26 kwietnia minie 29 lat od katastrofy w elektrowni w Czarnobylu, położonego na terenie ówczesnego Związku Radzieckiego, teraz na Ukrainie, w obwodzie kijowskim. Wybuch spowodował skażenie w promieniu dziesiątek tysięcy kilometrów kwadratowych, chmury radioaktywne dotarły także nad Europę Środkową i Skandynawię. Po katastrofie na reaktorze czwartym wybudowano konstrukcję, która miała chronić środowisko przed skażeniem przez 30 lat. Ten termin mija w listopadzie 2017 roku, a stary sarkofag zaczął już pękać.

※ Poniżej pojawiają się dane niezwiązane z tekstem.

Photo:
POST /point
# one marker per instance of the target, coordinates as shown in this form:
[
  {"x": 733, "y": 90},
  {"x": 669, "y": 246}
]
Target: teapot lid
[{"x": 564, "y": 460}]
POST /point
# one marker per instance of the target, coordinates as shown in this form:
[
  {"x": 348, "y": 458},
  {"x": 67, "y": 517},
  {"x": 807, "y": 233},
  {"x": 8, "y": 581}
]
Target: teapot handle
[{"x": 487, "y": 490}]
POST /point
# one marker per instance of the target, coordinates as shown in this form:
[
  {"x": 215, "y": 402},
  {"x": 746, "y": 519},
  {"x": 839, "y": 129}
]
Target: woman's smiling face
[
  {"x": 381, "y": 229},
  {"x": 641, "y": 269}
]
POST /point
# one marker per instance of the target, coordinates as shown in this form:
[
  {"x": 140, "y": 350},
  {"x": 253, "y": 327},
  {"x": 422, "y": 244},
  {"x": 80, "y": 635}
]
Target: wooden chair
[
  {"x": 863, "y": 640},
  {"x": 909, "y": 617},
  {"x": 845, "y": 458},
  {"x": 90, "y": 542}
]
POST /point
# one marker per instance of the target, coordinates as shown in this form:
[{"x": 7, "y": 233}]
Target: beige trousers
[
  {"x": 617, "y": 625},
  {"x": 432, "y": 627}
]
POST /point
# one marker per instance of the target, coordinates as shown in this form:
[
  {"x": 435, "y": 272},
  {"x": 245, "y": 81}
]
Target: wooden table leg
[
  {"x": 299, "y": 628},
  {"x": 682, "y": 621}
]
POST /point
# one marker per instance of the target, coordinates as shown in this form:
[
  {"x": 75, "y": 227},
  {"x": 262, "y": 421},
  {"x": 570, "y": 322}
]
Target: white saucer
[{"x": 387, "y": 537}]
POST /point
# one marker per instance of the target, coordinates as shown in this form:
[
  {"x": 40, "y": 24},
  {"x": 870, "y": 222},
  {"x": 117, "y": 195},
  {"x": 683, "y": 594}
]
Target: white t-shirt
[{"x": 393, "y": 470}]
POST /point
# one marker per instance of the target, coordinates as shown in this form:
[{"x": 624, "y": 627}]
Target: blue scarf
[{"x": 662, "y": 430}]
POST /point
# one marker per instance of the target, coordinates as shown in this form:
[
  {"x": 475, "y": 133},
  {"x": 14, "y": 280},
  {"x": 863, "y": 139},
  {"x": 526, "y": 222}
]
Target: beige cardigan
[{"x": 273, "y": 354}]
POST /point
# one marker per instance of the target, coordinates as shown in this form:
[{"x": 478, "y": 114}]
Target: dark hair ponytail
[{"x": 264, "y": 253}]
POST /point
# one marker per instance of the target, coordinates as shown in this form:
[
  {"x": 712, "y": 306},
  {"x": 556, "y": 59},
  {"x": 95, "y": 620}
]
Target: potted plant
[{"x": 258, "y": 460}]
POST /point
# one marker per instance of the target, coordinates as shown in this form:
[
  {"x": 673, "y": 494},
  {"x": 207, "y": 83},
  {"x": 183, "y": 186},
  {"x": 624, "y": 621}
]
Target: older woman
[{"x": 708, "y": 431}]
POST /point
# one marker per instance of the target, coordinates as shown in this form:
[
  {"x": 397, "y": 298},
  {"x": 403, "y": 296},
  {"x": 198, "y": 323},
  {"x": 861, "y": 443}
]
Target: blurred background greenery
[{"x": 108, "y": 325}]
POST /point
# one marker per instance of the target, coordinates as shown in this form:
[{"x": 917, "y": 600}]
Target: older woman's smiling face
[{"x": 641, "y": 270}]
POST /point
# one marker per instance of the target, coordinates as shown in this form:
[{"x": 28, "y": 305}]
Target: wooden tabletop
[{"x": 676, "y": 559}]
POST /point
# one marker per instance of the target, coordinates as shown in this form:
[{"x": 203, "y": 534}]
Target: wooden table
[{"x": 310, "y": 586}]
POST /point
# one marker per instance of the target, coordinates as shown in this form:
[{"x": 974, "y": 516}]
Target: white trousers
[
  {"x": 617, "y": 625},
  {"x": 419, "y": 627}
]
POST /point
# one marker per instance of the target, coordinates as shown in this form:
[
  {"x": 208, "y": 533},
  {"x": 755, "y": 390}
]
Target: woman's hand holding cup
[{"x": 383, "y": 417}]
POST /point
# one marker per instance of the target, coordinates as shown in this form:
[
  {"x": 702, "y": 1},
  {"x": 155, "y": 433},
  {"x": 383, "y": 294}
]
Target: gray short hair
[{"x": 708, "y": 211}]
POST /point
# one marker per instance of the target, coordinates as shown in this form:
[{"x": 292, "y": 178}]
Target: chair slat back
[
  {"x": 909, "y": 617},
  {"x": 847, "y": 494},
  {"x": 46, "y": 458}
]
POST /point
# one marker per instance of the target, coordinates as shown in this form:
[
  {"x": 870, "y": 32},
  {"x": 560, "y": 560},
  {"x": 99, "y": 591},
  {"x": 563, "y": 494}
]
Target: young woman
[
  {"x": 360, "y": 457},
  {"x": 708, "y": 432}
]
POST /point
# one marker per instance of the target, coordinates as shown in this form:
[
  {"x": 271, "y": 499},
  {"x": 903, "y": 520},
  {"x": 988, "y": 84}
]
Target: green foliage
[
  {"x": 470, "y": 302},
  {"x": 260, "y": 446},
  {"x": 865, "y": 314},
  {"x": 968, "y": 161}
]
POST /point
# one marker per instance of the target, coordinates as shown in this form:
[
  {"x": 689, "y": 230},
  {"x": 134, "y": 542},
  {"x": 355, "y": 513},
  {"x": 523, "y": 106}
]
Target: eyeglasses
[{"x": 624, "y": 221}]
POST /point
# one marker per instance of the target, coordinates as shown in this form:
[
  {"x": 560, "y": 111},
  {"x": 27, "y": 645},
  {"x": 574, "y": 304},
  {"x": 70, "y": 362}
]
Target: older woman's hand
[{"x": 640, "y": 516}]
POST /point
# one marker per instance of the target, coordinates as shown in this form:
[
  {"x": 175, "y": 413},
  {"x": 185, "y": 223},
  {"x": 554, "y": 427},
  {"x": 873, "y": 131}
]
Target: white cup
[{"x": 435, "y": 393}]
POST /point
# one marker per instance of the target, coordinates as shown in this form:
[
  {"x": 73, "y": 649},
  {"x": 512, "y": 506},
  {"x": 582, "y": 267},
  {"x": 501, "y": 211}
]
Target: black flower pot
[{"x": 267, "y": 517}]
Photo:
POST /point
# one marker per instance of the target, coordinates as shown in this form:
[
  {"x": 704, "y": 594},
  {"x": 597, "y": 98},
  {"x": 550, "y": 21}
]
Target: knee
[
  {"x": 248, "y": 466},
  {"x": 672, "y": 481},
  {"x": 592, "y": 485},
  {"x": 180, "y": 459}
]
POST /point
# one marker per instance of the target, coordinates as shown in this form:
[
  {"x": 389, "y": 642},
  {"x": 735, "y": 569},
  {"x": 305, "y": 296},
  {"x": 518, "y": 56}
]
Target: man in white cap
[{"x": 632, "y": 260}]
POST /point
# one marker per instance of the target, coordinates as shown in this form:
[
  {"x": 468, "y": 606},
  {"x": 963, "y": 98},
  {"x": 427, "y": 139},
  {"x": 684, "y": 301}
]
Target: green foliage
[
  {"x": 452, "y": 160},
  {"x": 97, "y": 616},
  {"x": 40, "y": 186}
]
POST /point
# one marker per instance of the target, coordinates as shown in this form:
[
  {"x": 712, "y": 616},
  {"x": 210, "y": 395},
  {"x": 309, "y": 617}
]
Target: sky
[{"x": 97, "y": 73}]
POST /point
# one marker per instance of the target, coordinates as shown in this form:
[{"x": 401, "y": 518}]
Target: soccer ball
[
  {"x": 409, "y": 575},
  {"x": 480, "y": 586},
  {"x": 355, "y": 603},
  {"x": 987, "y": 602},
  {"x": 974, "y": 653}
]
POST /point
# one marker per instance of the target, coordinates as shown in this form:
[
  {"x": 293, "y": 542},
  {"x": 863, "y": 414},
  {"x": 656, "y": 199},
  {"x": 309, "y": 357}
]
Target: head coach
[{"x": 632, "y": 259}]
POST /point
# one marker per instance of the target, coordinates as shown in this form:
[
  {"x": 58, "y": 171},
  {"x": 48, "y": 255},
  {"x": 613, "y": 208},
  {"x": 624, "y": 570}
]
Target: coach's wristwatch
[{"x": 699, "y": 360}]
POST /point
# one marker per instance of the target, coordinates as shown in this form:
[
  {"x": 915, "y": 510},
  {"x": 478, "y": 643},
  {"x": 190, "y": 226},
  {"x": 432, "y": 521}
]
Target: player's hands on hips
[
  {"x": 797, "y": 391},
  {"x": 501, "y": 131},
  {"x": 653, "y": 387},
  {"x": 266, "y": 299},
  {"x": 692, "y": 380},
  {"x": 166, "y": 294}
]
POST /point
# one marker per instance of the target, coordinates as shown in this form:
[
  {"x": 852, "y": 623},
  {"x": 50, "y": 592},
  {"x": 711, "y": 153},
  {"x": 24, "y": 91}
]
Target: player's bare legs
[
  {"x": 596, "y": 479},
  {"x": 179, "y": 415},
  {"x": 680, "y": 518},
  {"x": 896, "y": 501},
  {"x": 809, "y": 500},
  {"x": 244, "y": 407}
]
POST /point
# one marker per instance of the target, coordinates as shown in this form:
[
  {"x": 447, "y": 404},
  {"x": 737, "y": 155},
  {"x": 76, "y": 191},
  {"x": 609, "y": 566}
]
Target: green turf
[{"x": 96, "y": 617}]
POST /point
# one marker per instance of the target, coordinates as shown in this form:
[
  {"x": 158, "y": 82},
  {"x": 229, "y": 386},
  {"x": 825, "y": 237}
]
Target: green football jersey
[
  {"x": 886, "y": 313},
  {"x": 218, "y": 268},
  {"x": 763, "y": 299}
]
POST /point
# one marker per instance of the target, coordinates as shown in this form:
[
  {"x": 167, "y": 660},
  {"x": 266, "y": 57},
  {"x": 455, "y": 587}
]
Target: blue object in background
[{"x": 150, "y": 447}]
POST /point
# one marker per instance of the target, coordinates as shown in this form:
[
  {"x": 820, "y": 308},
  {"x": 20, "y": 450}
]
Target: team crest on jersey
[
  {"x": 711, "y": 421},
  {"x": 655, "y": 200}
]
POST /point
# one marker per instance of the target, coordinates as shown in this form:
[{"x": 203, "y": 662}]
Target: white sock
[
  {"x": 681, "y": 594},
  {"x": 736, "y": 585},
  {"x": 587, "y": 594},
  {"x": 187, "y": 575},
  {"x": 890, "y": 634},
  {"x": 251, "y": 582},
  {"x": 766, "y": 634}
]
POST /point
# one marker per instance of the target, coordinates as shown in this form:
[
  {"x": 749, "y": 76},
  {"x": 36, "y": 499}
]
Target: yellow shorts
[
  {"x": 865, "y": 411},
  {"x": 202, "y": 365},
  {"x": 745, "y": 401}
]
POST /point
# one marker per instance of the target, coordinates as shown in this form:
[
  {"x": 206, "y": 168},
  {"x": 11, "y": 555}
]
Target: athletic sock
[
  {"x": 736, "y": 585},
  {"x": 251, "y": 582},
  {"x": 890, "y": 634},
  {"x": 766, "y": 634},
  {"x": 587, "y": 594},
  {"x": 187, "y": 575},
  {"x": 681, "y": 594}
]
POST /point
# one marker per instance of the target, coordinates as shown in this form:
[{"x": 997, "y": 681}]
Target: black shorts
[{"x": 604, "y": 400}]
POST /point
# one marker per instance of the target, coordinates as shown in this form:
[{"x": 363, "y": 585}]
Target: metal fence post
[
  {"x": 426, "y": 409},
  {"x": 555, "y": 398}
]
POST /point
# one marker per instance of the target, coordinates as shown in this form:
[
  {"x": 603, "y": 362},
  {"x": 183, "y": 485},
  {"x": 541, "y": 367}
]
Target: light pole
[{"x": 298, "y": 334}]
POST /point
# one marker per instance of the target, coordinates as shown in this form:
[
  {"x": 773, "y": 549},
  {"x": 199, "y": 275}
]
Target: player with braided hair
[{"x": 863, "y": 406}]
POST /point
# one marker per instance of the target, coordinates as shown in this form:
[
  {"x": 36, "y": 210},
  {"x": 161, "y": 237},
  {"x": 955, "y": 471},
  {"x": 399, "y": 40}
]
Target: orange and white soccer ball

>>> Czytaj też: Rosja uratuje energetykę Nigerii. Rosatom inwestuje w elektrownie jądrowe

29 kwietnia w Londynie odbędzie się konferencja, której uczestnicy zaapelują o pomoc w finansowaniu budowy nowego sarkofagu. Początkowo szacowano, że będzie ona kosztować około 800 milionów dolarów, jednak suma ta zwiększyła się do ponad 2 miliardów dolarów. Pomoc zaoferowało ponad 40 państw i Komisja Europejska. Sarkofag ze stali ochronnej ma ważyć 31 tysięcy ton i mieć wysokość stu metrów. Zgodnie z założeniem, będzie chronił reaktor przez najbliższych 100 lat.